Better to sit down. We will be entering some pretty bleak conclusions in this report. The world’s central banks have hit stall speed. They have lost control and do not have enough altitude to recover. How bad can things get? There are two things at play here. One is economic (explicitly monetary) policy. The other is social reality (explicitly hardship). Both have become dysfunctional. Reckless central bank monetary expansion sold behind the banner of ‘nothing to see here’ has backfired. Money velocity (or the power of money) across the globe is plummeting to record lows. While the GFC was easily avoidable the post disaster mop up operation consists of printing our way out of the disastrous debt pile by inflating it away. Even negative interest rates leave inflation well below targets. Deflation still prevails. Poverty and post-GFC destitution has reached boiling point. When people feel robbed of their identity and increasingly their democracy we should not be surprised to see the rise of nationalism and non mainstream candidates and sadly violence, especially in Europe. This social disruption should not be ignored because the experimental financial engineering that was supposed to wiggle us from the bondage of moral hazard has had the complete opposite effect.

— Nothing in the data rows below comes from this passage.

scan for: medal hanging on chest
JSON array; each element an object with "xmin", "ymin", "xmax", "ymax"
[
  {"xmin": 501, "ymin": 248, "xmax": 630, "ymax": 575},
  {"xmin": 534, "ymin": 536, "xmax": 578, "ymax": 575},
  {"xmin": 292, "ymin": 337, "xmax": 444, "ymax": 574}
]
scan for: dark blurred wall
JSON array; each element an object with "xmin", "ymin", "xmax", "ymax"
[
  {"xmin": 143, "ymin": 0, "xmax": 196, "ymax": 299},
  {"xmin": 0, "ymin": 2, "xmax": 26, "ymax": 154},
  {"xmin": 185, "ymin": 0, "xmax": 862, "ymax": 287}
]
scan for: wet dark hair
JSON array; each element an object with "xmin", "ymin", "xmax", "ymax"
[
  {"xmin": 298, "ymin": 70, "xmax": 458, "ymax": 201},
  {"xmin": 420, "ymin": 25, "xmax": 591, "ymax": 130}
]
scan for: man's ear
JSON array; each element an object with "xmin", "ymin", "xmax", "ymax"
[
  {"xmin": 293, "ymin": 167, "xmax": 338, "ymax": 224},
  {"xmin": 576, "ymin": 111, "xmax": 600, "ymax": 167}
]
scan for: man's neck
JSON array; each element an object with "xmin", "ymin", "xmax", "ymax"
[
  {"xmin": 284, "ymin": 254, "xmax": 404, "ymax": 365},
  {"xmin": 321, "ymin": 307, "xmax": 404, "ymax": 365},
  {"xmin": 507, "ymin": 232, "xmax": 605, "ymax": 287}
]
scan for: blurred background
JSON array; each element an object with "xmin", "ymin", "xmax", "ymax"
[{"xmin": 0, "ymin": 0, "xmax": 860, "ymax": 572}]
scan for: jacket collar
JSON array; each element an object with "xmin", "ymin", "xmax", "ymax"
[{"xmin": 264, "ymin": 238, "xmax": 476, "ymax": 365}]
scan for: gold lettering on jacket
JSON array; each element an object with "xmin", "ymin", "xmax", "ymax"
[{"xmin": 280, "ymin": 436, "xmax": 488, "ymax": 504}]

Here are 7 things to ponder;

  1. A recent US Federal Reserve survey found that 47% of Americans couldn’t raise $400 in emergency cash were the need to arise. 5% unemployment rate belies financial difficulties.
  2. A bank survey in Australia showed 50% of people wouldn’t be able to meet their financial obligations if unemployed for more than 3 months. Housing price to income ratio almost twice the level pre-GFC. Private debt: GDP ratio at 160%.Credit rating downgrade imminent.
  3. c.60% of ETF purchases in Japan and c. 100% of sovereign bond purchases are bought by the Bank of Japan which now owns 38% of outstanding government debt. 15 year Japanese government bonds now yield -0.004%. Japan’s move to negative rates  has caused a run on sales of mini-vaults as people look to store their own cash.
  4. M2/M3 money velocity has hit all time lows in the US, ECB, Australia, China & Japan.
  5. Italian banks non performing loans (NPLs) are approaching 20% and as high as 50% in the south of the country. The ECB is breaching their own covenants to hide the mess. Belgian Optima Bank has just been shut down for not being able to meet obligations. Many more?
  6. Over 25% of those in the EU live below the poverty line and youth unemployment is c.25% with long term unemployment now 50%. In Greece those numbers are 36%, 58% and 72%.
  7. China’s industrial sector among others shows clear signs of recording sales without much hope of being paid with receivables ballooning in some cases leaping to over 5 years of reported revenue pointing to a sharp uptick in corporate debt insolvency & NPLs to follow

I wish I could be optimistic about the future but I’m afraid there isn’t anything that shows much promise.